L'UDC fera-t-elle un virage à 180 degrés en matière de neutralité? C'est en tout cas ce que souhaite le conseiller aux Etats Werner Salzmann, comme le rapportait Blick ce jeudi. Le parti agrarien tenait jusqu'ici dur comme fer à sa politique de neutralité stricte. Mais entre celle-ci et sa volonté de soutenir le lobby des armes, on dirait que son cœur balance.
La confusion est à imputer à Werner Salzmann, qui a méchamment dérapé ce vendredi. Lors d'une intervention rendue publique par CH Media, le conseiller aux Etats a tiré à boulet rouge sur la neutralité suisse. Sa proposition? Autoriser la transmission d'armes suisses dans des régions en guerre. Ce qui n'a clairement pas plu à tous ses collègues et créé une véritable tourbillon en interne.
Un simple «malentendu»
Voyant la tempête qui s'annonçait, le président du groupe parlementaire Thomas Aeschi a tenté de sauver les meubles. Il a pris ses distances et qualifié publiquement cette proposition de simple «malentendu».
Le patron de longue date du parti, Christoph Blocher, s'est quant à lui gravement inquiété pour l'initiative en cours sur la neutralité. Au micro de Forum, il a martelé qu'il s'opposerait à ce revirement: une autorisation de réexportation mettrait très en danger la neutralité de la Suisse «et la neutralité internationale», a-t-il martelé.
Autoriser la transmission de matériel de guerre
Mais concrètement, que veut Werner Salzmann et pourquoi sa demande fait-elle trembler les rangs de son parti? Le Bernois souhaite que les pays tiers puissent transmettre du matériel de guerre helvétique après un délai de cinq ans. Il appelle ainsi à assouplir la loi actuelle dans ce sens. Les acheteurs devraient ainsi toujours signer une déclaration de non-réexportation, mais elle aurait une durée limitée dans le temps.
Pourquoi se poser la question maintenant? Il semblerait que l'industrie de l'armement, très dépendante des exportations, soit à la peine. Les gros acteurs du secteur, tels que Mowag, doivent en effet faire face à une baisse de commandes. En cause: les pays de l'OTAN. Dans le contexte actuel de tensions, ceux-ci ont une nouvelle exigence: ils veulent être livrés même s'ils entrent en guerre. Raison pour laquelle l'industrie suisse de l'armement a tiré la sonnette d'alarme.

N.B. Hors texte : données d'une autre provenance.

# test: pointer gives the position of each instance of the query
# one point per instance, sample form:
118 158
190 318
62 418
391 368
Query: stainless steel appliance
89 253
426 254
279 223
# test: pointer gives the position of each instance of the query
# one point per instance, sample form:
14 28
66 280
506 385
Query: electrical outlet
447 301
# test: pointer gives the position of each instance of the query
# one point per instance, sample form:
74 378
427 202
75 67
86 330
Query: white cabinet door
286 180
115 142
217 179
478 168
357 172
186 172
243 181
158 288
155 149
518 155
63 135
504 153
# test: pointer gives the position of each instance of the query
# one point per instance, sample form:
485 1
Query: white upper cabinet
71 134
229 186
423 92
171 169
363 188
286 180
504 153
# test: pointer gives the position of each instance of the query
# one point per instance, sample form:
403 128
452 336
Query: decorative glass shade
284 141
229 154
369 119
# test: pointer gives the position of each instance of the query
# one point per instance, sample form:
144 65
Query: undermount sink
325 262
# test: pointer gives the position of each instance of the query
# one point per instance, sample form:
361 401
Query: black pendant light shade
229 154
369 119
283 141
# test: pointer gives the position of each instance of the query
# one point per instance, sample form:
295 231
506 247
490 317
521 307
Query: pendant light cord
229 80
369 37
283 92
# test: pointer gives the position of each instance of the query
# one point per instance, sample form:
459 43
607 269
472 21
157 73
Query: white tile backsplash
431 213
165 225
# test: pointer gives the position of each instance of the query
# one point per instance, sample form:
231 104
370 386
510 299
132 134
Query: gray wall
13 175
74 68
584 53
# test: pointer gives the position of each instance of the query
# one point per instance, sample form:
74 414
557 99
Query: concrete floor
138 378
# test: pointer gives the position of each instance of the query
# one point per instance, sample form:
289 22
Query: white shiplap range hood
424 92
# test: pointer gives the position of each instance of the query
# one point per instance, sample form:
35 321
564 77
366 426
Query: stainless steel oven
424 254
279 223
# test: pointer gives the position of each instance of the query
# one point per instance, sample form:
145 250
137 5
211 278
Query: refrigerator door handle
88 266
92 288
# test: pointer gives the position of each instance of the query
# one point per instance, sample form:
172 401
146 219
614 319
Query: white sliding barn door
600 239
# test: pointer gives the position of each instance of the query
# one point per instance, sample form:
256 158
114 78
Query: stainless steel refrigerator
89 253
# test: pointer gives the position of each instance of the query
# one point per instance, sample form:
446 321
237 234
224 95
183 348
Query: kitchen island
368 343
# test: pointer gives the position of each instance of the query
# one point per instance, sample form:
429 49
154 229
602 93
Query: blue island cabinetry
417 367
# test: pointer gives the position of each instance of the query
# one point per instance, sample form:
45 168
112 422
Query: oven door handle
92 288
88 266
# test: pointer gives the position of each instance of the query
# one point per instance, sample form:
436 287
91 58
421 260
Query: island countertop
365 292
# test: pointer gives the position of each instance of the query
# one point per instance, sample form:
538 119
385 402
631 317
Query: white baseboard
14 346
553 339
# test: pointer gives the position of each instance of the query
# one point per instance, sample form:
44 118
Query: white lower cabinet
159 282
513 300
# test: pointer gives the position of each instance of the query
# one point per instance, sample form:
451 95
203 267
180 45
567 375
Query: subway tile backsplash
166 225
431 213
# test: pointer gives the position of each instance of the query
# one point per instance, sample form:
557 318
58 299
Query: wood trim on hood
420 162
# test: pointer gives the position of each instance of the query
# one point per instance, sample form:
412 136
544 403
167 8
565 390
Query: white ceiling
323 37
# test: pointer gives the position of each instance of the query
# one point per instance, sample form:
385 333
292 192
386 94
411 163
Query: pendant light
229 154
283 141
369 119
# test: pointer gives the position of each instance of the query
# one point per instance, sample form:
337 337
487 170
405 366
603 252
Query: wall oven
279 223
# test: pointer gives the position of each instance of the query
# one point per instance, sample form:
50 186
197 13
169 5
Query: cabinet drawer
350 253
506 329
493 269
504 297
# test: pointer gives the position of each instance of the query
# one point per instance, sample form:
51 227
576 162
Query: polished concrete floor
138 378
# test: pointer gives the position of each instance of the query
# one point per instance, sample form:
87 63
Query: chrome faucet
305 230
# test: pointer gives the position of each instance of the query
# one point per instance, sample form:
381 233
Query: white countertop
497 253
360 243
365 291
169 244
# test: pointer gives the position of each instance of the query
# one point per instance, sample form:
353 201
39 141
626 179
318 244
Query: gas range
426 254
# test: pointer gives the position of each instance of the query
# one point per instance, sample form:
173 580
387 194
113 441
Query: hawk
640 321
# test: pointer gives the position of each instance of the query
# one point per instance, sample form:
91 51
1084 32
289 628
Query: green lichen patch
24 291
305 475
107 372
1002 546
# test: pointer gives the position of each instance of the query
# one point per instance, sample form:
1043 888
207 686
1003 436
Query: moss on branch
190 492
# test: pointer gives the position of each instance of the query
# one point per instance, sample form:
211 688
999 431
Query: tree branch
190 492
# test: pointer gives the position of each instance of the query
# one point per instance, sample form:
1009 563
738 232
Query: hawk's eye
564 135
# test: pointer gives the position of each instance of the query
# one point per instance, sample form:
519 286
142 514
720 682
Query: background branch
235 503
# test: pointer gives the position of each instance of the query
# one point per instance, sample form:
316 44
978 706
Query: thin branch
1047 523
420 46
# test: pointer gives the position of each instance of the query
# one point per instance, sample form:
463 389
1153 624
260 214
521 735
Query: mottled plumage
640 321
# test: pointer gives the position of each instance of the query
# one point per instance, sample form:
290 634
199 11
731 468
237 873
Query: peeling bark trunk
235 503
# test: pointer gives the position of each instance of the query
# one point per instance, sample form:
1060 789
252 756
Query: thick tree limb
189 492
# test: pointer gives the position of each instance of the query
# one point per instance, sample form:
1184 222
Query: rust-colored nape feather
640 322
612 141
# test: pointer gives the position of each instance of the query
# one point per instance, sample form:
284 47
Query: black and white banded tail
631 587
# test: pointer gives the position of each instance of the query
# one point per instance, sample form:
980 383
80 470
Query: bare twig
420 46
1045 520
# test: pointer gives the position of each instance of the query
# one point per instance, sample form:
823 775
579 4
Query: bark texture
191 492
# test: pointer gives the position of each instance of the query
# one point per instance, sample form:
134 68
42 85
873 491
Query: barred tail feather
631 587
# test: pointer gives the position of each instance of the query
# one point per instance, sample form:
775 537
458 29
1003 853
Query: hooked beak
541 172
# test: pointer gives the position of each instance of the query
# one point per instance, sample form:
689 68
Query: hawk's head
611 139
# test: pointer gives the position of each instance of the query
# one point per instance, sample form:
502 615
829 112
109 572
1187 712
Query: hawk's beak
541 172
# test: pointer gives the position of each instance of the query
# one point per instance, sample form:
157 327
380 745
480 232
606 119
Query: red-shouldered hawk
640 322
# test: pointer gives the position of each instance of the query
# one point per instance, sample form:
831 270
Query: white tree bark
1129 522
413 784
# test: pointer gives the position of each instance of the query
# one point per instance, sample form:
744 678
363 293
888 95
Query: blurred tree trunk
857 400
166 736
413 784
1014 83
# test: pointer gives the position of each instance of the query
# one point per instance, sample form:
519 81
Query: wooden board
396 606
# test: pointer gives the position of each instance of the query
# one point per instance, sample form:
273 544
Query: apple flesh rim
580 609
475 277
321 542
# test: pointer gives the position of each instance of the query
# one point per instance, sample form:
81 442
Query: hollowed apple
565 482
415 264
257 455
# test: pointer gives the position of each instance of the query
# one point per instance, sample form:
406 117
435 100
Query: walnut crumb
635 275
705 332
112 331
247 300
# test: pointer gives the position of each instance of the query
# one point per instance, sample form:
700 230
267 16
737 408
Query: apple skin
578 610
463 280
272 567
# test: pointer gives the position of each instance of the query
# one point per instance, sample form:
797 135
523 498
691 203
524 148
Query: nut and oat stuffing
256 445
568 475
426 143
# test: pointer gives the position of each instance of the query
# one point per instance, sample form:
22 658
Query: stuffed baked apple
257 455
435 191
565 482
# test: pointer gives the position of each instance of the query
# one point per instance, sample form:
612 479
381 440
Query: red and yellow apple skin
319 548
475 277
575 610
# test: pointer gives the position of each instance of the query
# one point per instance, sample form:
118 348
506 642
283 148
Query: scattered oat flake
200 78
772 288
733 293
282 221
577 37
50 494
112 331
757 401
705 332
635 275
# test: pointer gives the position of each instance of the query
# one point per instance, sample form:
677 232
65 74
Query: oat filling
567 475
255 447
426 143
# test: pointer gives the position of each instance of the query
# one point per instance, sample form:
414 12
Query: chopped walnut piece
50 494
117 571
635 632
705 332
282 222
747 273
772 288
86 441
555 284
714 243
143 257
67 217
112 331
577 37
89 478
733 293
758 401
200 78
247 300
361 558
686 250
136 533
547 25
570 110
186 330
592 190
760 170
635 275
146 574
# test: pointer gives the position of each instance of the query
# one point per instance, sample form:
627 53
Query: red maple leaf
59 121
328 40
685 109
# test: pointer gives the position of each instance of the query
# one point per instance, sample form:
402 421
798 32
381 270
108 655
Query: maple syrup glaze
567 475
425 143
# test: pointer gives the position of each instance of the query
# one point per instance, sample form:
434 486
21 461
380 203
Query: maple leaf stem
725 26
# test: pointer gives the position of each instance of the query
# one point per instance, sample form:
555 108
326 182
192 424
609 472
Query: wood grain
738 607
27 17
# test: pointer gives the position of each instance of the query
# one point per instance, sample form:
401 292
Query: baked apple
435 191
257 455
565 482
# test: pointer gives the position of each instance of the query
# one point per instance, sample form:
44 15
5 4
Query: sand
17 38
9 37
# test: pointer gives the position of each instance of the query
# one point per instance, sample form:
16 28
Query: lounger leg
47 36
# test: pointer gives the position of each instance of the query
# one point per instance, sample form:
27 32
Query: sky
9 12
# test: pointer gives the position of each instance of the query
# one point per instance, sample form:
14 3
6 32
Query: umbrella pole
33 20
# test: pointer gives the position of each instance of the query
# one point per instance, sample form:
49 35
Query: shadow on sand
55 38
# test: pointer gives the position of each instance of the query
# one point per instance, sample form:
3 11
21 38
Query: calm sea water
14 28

Neutralité face à la guerre en Ukraine
Mais cet assouplissement de la loi a bien sûr un prix. Et il est cher. Une telle clause mettrait en danger la politique de neutralité de l'UDC face à la guerre en Ukraine. Pour sauver la posture adoptée depuis le début du conflit, dans l'émission «Arena» de la SRF, le fer de lance de cette proposition a donc précisé qu'il était fermement opposé à l'exportation d'armes suisses vers l'Ukraine. Une idée un brin contradictoire. Mais il ne voulait manifestement pas faire plus de dégâts et créer de nouveaux «malentendus».
Sur la guerre en Ukraine
Son intervention n'a pas apaisé les tensions. Plusieurs membres du groupe ont demandé que ce sujet soit clarifié une fois pour toutes par un vote. Thomas Aeschi a confirmé à Blick que le dossier était à l'ordre du jour de la prochaine réunion du groupe, le 17 février. Certes, il faudra de toute façon se positionner sur les trois interventions à venir qui ont été déposées sur le sujet au Parlement. «Mais il s'agit aussi d'une décision de principe», explique le Zougois.
Ce vendredi, une majorité de la Commission de la politique de sécurité du Conseil des Etats a suivi la demande de Werner Salzmann. Reste à savoir quelles seront ses chances au Parlement. En revanche, les dés sont presque jetés au sein du parti agrarien: quasiment personne ne croit à une majorité au sein du groupe.